AI will amplify whatever structure it is placed inside. If the operating model rewards throughput above all else, it will increase throughput. If it protects context, authorship, and coherence, it will amplify those instead. The models themselves are indifferent. The architecture is not.
That design work is already underway across the industry, whether organizations are naming it or not. Roadmaps are being drafted. Roles are being redefined. Governance layers are being negotiated. Standards are iterating in public. Archives are being digitized or deferred. Budgets are being recalibrated around speed. The question is not whether AI will reshape media.
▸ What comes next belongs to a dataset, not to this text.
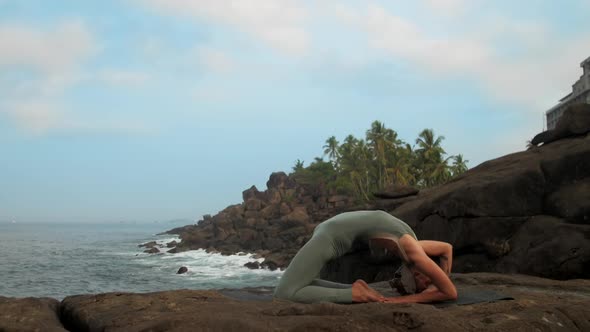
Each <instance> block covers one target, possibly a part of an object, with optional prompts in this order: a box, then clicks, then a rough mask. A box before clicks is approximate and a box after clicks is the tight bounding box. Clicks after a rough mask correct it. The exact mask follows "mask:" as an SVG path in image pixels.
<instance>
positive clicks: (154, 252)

It already is.
The question is whether judgment remains upstream of the model, or becomes a downstream correction after the fact. That is not a philosophical debate. It is an operating decision.
Many of these shifts point toward something deeper. Media infrastructure is beginning to behave less like a pipeline and more like a system that remembers its own history. I’ll return to that idea next week when the Inheritance series continues.
Cocktail Note: The Desert Mirage
Palm Springs has always marketed reinvention. Clean lines. Modernism. The idea that next season will be sharper than the last. But it is still the desert. Heat exposes things. Light is unforgiving. Shadows stretch longer than you expect.
That felt like the right backdrop for this Deep Cut.
This week’s drink is a Desert Mirage.
Ingredients
1.5 oz mezcal
0.75 oz dry curaçao
0.5 oz fresh lime
0.25 oz honey syrup
Expressed grapefruit peel
Shake hard. Serve over a single large cube.
At first sip it reads bright and citrus-forward. The smoke arrives a second later. The honey is not there to sweeten the room; it just keeps the structure from collapsing. Nothing overwhelms anything else. It holds.